There is little dispute among horror fans who the father of the zombie apocalypse is—George A. Romero. The late director left behind a series of beloved films in his “Of the Dead” series, beginning with Night of the Living Dead and extending to other installments such as Land of the Dead, Dawn of the Dead, and many more. According to an exclusive at SYFY Wire, Romero’s legacy will now continue in comic form, thanks to his son George C. Romero and Heavy Metal. The Rise, according to the younger Romero, is “not a prequel” but a self-contained story that will take place at the beginning of the zombie apocalypse seen in Night of the Living Dead.

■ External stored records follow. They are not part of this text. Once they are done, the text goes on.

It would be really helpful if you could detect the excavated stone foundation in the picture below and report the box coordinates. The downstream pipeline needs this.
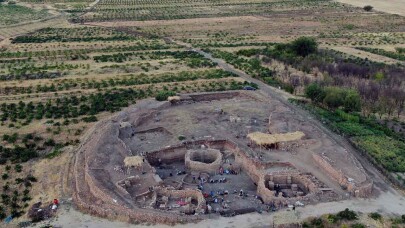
[72,91,373,225]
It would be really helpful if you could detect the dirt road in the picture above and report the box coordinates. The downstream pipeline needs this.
[36,190,405,228]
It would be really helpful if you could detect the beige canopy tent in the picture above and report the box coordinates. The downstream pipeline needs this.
[168,96,181,102]
[124,156,144,168]
[247,131,305,147]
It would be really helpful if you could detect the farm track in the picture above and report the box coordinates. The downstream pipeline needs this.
[169,38,399,197]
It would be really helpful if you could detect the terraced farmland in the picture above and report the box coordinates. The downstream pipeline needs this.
[0,24,255,146]
[80,0,337,22]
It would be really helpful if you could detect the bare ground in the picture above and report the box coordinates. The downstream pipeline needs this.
[329,46,405,64]
[335,0,405,16]
[33,189,405,228]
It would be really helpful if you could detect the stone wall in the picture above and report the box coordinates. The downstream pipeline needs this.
[185,149,222,174]
[156,187,206,212]
[256,172,318,204]
[74,136,205,225]
[312,153,373,197]
[222,140,267,183]
[146,145,188,165]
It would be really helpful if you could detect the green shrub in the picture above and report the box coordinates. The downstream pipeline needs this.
[310,217,324,228]
[178,135,186,141]
[2,173,9,180]
[26,175,37,182]
[43,138,55,147]
[369,212,382,221]
[291,37,318,57]
[155,90,176,101]
[323,88,345,109]
[14,164,22,173]
[305,83,325,103]
[327,214,339,223]
[82,115,98,122]
[351,223,365,228]
[337,208,357,221]
[46,146,63,159]
[363,5,373,11]
[343,90,361,112]
[0,205,5,219]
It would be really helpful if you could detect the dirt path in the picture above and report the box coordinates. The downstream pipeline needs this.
[335,0,405,16]
[86,0,101,10]
[35,190,405,228]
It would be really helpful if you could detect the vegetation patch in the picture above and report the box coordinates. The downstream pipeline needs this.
[355,47,405,61]
[0,4,50,26]
[12,27,137,43]
[291,98,405,174]
[352,135,405,172]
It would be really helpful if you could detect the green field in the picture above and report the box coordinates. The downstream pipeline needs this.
[0,4,51,26]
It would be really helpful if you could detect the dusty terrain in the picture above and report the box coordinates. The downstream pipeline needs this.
[35,190,405,228]
[336,0,405,16]
[66,90,375,226]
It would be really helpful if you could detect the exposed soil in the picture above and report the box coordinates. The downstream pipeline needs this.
[336,0,405,16]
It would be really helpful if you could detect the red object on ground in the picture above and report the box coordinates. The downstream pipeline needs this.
[177,201,188,206]
[53,199,59,205]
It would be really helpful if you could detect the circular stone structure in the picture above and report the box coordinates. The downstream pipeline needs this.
[185,149,222,174]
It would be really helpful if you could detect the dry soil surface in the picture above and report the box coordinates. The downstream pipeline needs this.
[330,46,405,65]
[335,0,405,16]
[33,189,405,228]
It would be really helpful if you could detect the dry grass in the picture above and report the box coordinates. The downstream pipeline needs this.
[329,46,404,64]
[247,131,305,146]
[336,0,405,16]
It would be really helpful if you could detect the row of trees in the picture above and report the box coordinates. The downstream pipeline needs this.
[0,88,146,123]
[0,167,37,219]
[0,41,174,59]
[12,35,135,44]
[12,27,136,43]
[0,69,234,95]
[94,50,212,63]
[0,78,247,123]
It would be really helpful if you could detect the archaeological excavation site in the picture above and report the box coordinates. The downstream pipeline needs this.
[72,91,374,225]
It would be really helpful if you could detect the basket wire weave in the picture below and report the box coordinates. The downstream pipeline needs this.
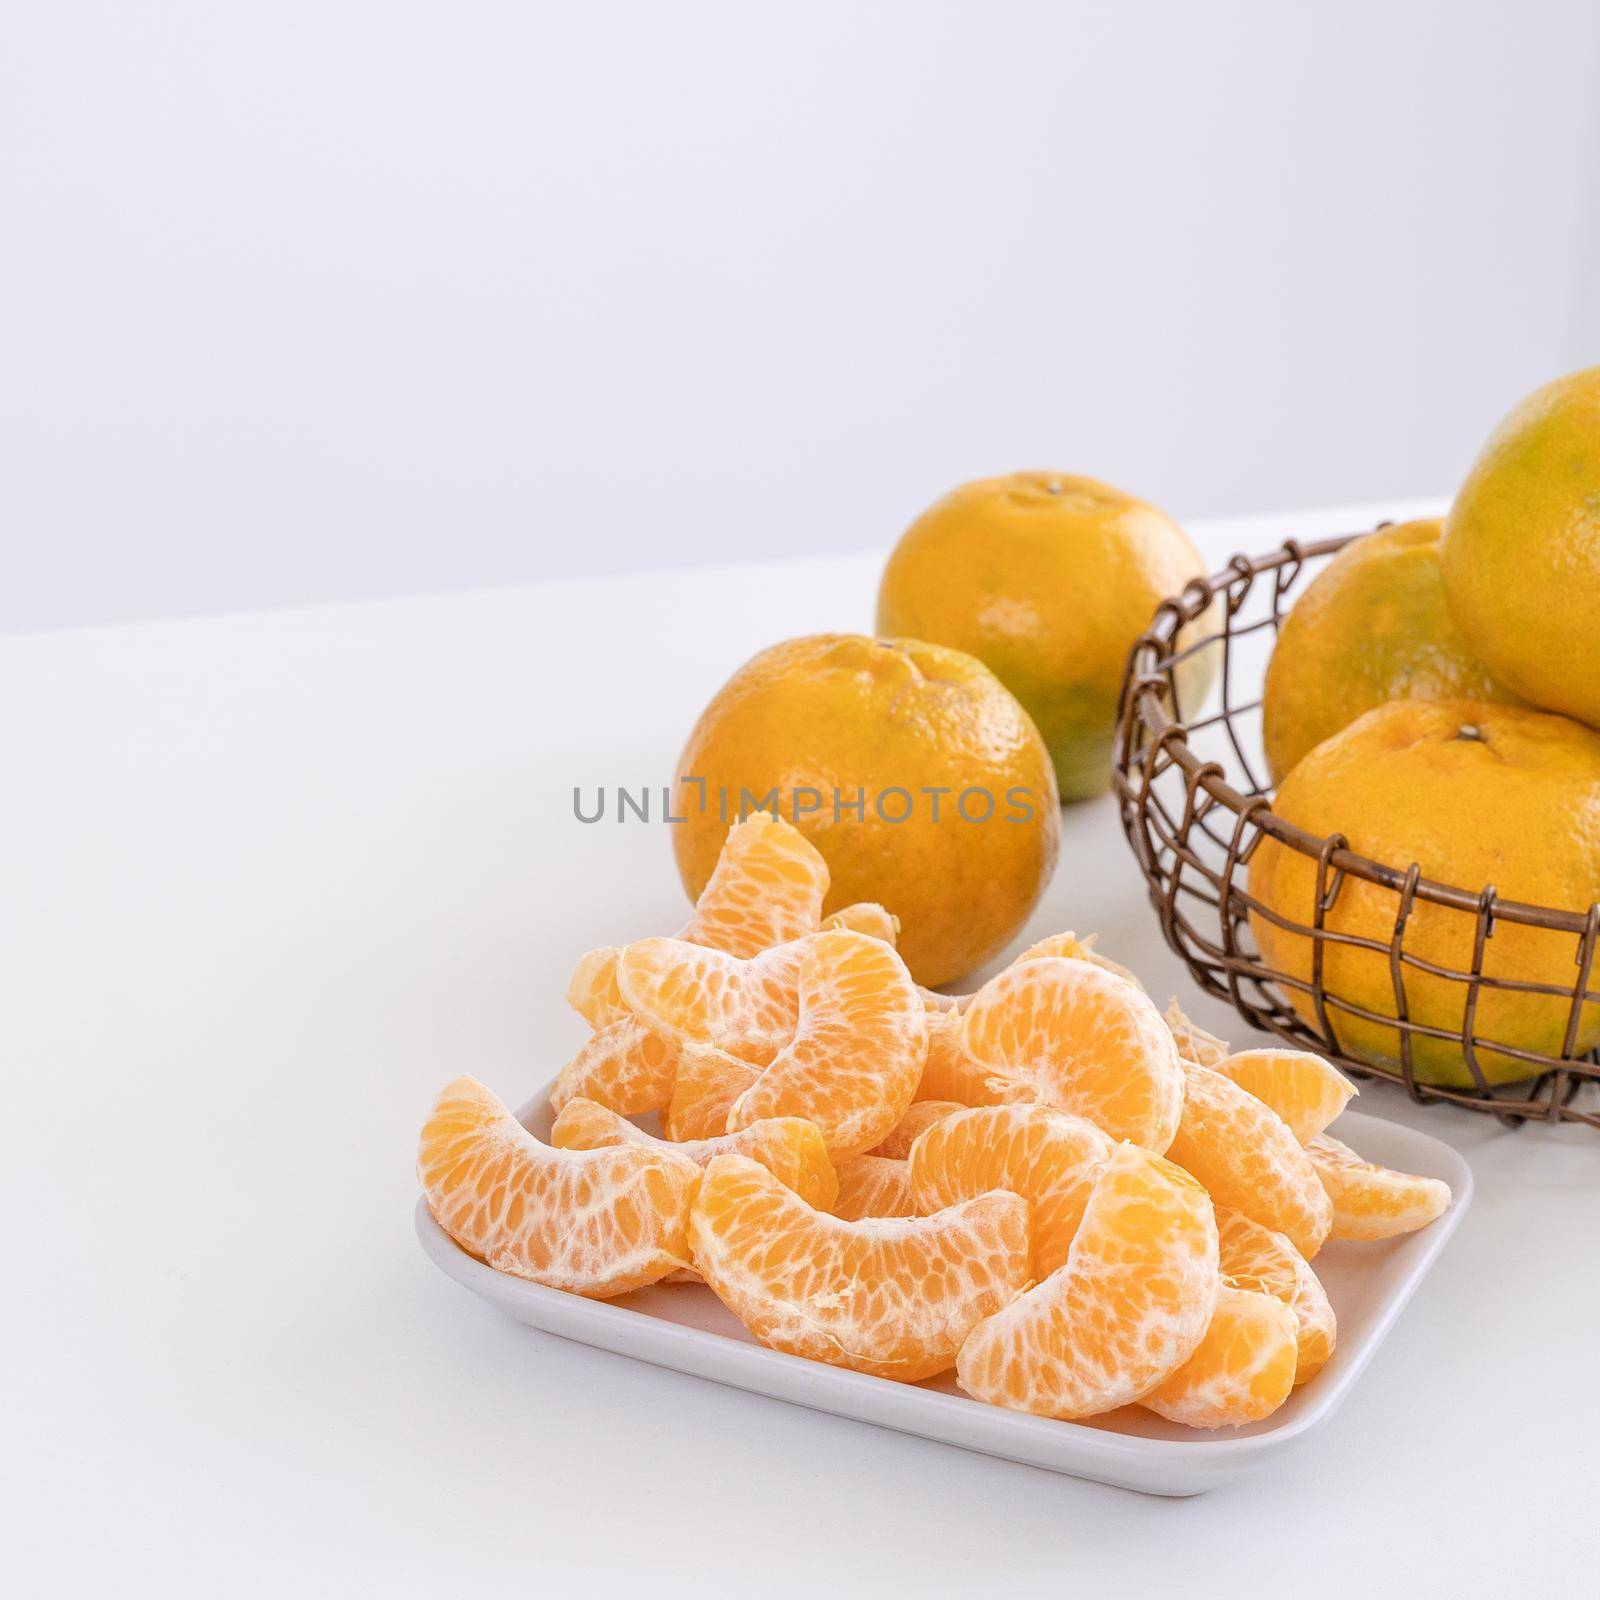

The writer/filmmaker was hesitant to enter the world his father created but decided about a decade ago to try his hand at a zombie story. The initial script for The Rise had a few false starts. Nothing felt right for Romero, especially if it meant compromising his vision. The story remained in stasis until Heavy Metal CEO Matt Medney and the writer connected during a recent virtual convention and chatted about projects.

“When I saw the The Rise poster in the background of his video. I was like, ‘What is that?’ He told me, and I was like ‘Send this to me immediately,'” Medney told SYFY Wire.

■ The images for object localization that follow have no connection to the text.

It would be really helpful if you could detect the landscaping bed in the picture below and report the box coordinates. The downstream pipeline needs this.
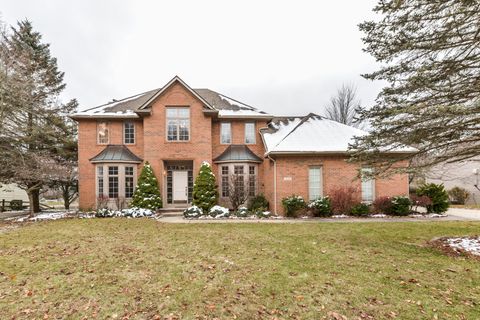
[430,236,480,260]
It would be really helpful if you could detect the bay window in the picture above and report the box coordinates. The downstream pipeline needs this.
[96,164,137,199]
[219,163,257,198]
[166,107,190,141]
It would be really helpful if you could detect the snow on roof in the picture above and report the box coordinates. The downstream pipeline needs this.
[261,114,416,154]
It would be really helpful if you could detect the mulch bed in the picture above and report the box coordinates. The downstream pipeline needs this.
[429,236,480,260]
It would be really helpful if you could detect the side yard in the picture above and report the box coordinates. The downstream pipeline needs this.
[1,220,479,319]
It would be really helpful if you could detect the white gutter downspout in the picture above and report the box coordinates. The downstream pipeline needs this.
[267,153,277,214]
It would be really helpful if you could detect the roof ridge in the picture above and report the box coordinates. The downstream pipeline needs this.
[81,88,159,112]
[270,114,318,150]
[211,90,258,111]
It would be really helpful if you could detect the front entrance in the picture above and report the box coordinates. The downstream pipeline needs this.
[173,171,188,203]
[165,160,193,207]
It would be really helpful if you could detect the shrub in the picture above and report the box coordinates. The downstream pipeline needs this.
[235,206,250,217]
[329,187,359,215]
[95,208,155,218]
[372,196,393,214]
[122,207,154,218]
[410,194,432,212]
[448,186,470,205]
[417,183,449,213]
[95,208,118,218]
[130,161,163,210]
[350,203,370,216]
[281,195,306,217]
[10,200,24,211]
[192,162,218,213]
[256,211,272,218]
[183,205,203,218]
[248,194,269,213]
[390,196,411,216]
[308,197,332,217]
[209,205,230,218]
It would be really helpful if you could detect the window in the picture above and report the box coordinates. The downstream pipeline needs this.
[219,164,258,198]
[308,167,323,200]
[125,166,134,198]
[97,166,104,196]
[96,164,137,201]
[97,122,109,144]
[220,122,231,144]
[221,166,229,197]
[361,167,375,202]
[248,165,256,196]
[245,122,256,144]
[166,107,190,141]
[124,122,135,144]
[108,166,119,198]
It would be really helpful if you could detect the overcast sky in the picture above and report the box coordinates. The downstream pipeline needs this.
[1,0,384,115]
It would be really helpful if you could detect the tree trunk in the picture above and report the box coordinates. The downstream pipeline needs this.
[27,186,41,216]
[62,186,70,210]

Now, the tale will be published as a graphic novel. Chapters will be serialized over several issues of the magazine before the single edition will be collected.

“It was that fluid, it was that organic,” Medney said. “It really is just two legacy brands figuring out how to gel.”

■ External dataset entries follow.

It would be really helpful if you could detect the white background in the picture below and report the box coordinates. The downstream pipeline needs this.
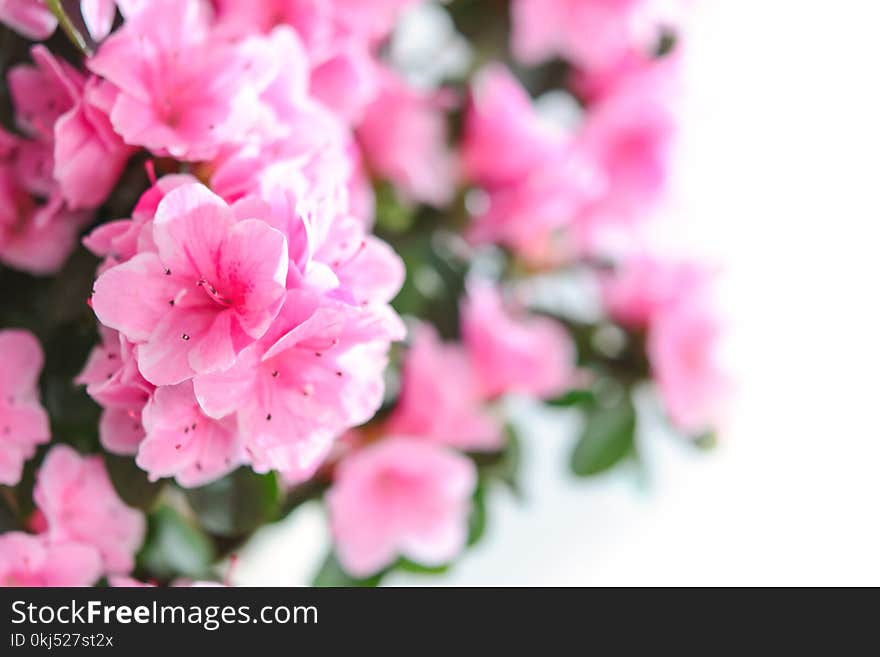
[235,0,880,586]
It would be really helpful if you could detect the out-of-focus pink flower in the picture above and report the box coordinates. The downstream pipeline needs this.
[461,281,575,399]
[212,0,415,123]
[76,327,153,455]
[0,0,57,40]
[358,69,455,207]
[648,300,727,434]
[33,445,146,575]
[0,175,89,274]
[0,532,102,587]
[387,325,503,451]
[601,254,708,328]
[138,381,241,487]
[462,65,565,187]
[462,65,603,266]
[511,0,657,70]
[9,46,132,210]
[574,52,677,226]
[87,0,275,160]
[328,437,476,577]
[92,183,289,385]
[0,330,50,486]
[309,44,378,124]
[602,254,725,433]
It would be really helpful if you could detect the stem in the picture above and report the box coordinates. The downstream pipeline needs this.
[44,0,93,57]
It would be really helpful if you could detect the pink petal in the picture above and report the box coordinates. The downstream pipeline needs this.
[152,183,235,282]
[92,252,182,343]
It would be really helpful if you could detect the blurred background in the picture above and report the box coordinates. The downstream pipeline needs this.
[233,0,880,586]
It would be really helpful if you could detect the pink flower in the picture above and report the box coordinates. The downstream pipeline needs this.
[0,0,57,40]
[387,325,502,451]
[92,183,289,385]
[87,0,274,160]
[193,288,403,482]
[575,52,677,224]
[357,69,455,207]
[462,66,602,265]
[33,445,146,575]
[511,0,657,70]
[138,381,241,487]
[83,173,198,268]
[0,533,102,587]
[461,281,575,399]
[462,65,565,188]
[0,330,50,486]
[602,255,725,433]
[212,0,415,124]
[648,301,727,434]
[601,254,708,328]
[0,179,88,274]
[9,46,132,210]
[328,437,476,577]
[76,327,153,455]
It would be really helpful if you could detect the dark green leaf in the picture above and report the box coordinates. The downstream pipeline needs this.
[692,431,718,451]
[137,505,216,580]
[104,454,163,511]
[467,482,487,546]
[473,424,522,497]
[185,468,281,537]
[396,558,451,575]
[544,389,597,408]
[570,393,637,477]
[374,181,416,234]
[312,551,385,587]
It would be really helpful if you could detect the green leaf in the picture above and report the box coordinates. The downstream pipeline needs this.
[184,468,281,537]
[374,181,415,234]
[396,558,451,575]
[137,505,216,581]
[570,393,637,477]
[312,551,385,587]
[472,424,522,497]
[467,482,487,546]
[692,431,718,451]
[105,454,163,511]
[544,389,597,408]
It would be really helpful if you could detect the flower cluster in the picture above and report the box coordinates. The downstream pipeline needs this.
[328,280,576,576]
[0,0,725,586]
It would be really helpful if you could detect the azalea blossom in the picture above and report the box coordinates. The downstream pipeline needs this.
[601,254,708,328]
[76,326,153,455]
[511,0,662,70]
[602,255,725,433]
[138,381,241,487]
[0,532,102,587]
[9,45,132,210]
[461,280,575,399]
[648,300,727,434]
[387,325,502,451]
[357,68,455,207]
[328,437,476,577]
[33,445,146,574]
[92,183,289,385]
[0,330,50,486]
[87,0,276,160]
[462,65,603,265]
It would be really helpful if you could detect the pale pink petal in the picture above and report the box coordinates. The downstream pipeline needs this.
[92,252,182,343]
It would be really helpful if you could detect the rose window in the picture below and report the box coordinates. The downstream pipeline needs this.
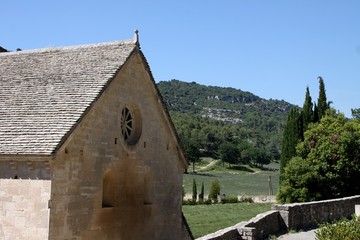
[120,105,142,145]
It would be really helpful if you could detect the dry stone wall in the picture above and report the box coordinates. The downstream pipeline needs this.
[0,179,51,240]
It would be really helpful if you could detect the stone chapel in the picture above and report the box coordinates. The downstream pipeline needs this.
[0,31,192,240]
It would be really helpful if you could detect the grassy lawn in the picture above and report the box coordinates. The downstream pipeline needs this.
[183,160,280,197]
[183,202,272,238]
[182,160,279,238]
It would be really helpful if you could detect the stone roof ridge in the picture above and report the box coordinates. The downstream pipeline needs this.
[0,38,136,57]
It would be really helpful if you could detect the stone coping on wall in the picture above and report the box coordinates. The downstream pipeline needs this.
[272,195,360,230]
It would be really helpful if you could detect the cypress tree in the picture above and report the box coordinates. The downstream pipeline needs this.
[302,86,313,131]
[199,182,204,202]
[280,107,303,181]
[313,102,319,123]
[192,179,197,202]
[317,76,329,120]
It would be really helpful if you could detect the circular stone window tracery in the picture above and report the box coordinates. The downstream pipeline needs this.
[120,104,142,145]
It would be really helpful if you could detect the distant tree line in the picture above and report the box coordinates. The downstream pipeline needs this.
[171,111,274,171]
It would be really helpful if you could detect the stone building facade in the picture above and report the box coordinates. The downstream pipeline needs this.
[0,32,191,239]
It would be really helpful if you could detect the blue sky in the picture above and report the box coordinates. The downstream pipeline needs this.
[2,1,359,117]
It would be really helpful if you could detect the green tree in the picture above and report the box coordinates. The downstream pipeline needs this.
[278,111,360,203]
[253,148,271,167]
[204,131,222,158]
[280,107,303,181]
[192,179,197,202]
[351,108,360,119]
[199,182,205,202]
[219,142,240,167]
[182,186,186,202]
[313,103,319,123]
[238,141,254,164]
[182,138,201,172]
[268,142,281,161]
[277,157,319,203]
[302,86,313,131]
[317,77,330,120]
[209,180,220,202]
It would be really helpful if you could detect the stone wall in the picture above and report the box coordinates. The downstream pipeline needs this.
[0,179,51,240]
[49,50,187,239]
[196,222,245,240]
[197,211,287,240]
[196,195,360,240]
[0,156,51,180]
[272,195,360,230]
[238,210,286,239]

Still in initial stages, the book has yet to have a full creative team, but the buzz has already started.

“Matt has come on the Indie Brigade podcast and both of our respective fanbases are so engaged it’s not even funny,” Romero explained, noting the connection between the publication and his father’s legacy. “In the ‘80s, if you had a copy of Heavy Metal and you had a VHS of Night of the Living Dead, that was like your street cred.”

“When my father released Night, there were people in the United States government saying that filmmakers like him… they’re dangerous,” Romero added. “It’s why I started my whole tagline: ‘Films used to be dangerous.'”

Romero continued, “There’s a reason kids used to hide that magazine from their parents. It wasn’t just because they would get in trouble. It was because their parents were scared of the fact that this whole new generation of independent thought was being formed.”